The leaked phone conversations between senior Bukele administration official Carlos Marroquín and a leader of the Mara Salvatrucha, published by El Faro, shed new light on the depths of the deal that the administration of President Nayib Bukele cut in secret with the gangs, and on their collapse. He played Russian roulette with the criminal organizations: He pacted with them, set their leaders free, and later broke the agreement. Others paid the price. Eighty-seven people, most of them with no relation to the gangs, were assassinated in a single weekend.
This whole time, while the president, his ministers, party legislators, and unofficial mouthpieces accused civil society organizations, human rights advocates, and journalists of “defending gangs,” the administration maintained its agreement with the criminal structures. As Marroquín confessed in the conversations, they even freed gang leaders with ongoing criminal sentences in El Salvador and facing U.S. extradition requests. Marroquín personally admitted to freeing Élmer Canales Rivera, alias “Crook de Hollywood,” and transporting him to Guatemala.
The MS-13 members captured in March, in an operation that marked the end of the pact with Bukele, were traveling in a government vehicle and with a government chauffeur.
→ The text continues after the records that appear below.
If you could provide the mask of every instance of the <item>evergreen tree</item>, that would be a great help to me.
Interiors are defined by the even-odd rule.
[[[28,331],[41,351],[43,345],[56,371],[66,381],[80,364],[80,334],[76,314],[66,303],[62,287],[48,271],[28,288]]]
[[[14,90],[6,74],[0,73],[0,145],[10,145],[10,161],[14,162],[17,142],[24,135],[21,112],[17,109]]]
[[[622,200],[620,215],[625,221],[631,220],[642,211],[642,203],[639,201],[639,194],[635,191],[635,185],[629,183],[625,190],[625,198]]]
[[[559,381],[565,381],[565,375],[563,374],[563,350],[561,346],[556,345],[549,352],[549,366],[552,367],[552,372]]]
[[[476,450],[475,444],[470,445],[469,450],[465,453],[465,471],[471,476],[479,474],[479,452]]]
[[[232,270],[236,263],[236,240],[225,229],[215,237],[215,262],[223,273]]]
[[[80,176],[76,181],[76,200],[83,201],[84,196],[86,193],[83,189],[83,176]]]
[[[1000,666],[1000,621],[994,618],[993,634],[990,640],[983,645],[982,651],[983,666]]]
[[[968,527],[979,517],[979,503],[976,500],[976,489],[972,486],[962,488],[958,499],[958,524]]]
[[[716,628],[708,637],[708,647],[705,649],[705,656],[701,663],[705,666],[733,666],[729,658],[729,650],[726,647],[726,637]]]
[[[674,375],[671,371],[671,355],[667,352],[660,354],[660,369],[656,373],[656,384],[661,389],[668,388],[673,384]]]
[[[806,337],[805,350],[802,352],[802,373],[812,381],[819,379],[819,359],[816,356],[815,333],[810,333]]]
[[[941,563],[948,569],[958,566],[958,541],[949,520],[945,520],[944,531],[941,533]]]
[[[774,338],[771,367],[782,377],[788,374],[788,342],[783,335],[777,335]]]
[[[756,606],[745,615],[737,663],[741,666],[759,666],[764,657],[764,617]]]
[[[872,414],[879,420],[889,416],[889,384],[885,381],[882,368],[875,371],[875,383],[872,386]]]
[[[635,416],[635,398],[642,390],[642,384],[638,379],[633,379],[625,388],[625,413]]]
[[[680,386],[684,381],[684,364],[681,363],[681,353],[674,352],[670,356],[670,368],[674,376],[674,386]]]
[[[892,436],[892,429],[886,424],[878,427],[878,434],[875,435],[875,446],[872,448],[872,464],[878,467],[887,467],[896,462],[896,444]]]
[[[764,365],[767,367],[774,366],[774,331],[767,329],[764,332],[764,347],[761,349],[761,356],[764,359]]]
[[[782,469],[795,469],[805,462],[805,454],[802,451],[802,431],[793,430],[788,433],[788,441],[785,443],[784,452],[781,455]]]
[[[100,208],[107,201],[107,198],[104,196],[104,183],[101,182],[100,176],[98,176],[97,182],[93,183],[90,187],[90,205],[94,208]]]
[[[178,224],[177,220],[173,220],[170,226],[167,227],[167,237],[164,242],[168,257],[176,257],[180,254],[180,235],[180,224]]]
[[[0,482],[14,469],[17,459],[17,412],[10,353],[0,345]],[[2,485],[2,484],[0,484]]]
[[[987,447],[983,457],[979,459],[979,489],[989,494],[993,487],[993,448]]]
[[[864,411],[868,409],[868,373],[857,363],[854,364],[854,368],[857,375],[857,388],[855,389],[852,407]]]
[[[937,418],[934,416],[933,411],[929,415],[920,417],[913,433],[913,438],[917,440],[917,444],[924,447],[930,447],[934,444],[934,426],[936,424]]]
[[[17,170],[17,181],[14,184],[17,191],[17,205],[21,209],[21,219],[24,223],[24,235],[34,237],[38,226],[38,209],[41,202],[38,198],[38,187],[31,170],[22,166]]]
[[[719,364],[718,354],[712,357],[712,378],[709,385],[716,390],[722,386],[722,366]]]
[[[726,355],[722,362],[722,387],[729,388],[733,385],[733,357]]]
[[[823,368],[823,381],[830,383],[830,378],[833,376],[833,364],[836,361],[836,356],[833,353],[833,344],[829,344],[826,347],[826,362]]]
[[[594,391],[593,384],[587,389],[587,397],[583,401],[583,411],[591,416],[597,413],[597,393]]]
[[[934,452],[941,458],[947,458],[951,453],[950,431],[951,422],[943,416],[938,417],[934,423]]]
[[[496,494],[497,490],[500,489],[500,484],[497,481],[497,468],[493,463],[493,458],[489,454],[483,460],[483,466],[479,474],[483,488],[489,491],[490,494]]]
This new investigation confirms that Marroquín —Bukele’s negotiator with the gangs dating back to 2015, during the president’s term as mayor of San Salvador— informed Bukele, under the pseudonym of “Batman,” of all developments in negotiations with the Mara Salvatrucha-13. It’s hard to imagine that a man like Bukele, who demands unquestioning loyalty, did not sign off on each and every step of the failed negotiations.
The consequences of his macabre game have yet to fully play out. Pushed by the failure of his security plan, which was nothing more than a criminal pact, Bukele decreed a state of exception and ordered mass detentions. More than 30 thousand people have been detained in almost two months. Are they gang members and criminals? Many of them are, if judging by information provided by the police and prosecutors. But many others are not. Human rights organizations have denounced the detention of innocent people as well as torture. There are political prisoners, among them trade unionists and critics of the government, such as a local radio host who denounced on-air the arbitrary detention of his sister. Reports of government abuse multiply every day, and a dozen people have died in police custody. More deaths to attribute to Bukele.
If, before, low homicide figures provided a veneer of efficiency in public security, now Bukele needs arrest numbers, at any cost, to show off his iron fist. There are obvious similarities between these two phases: absence of the rule of law and customary lying, as the base of a criminal president's political strategy; impunity for officials in his administration; and the wielding of the entire state apparatus in favor of a group in power rather than the public. It’s precisely for these reasons that he needed to prevent anyone from exposing the criminal pact.
In lockstep with the approval of the state of exception, the Legislative Assembly passed a gag order to criminalize publishing information related to gangs. The censorship was legalized just after that pact fell apart and the country mourned 87 dead in the worst killing of the 21st century in El Salvador.
The law warns against the publication of messages or symbols of gang members causing “uneasiness” in the population, an ambiguity sufficient for any judge controlled by the administration to decide what is publishable and what should merit prison time of up to 15 years.
As our investigation of the leaked audio shows, Salvadoran authorities have gone behind the backs of the public to benefit criminal structures. The exposé also explains the assassination of 87 people. The revelations are of public interest, the very substance of journalism. The constitution protects citizens’ right to be informed.
If the attorney general truly wants to pursue crime, he can start with public officials and gang members involved in Bukele's collapsed criminal pact with the gangs. Each of them has blood on their hands. Under rule of law, they would be the ones to face investigation and prosecution. But there is no point in expecting that outcome from a system totally controlled by the president, the figurehead of that criminal pact.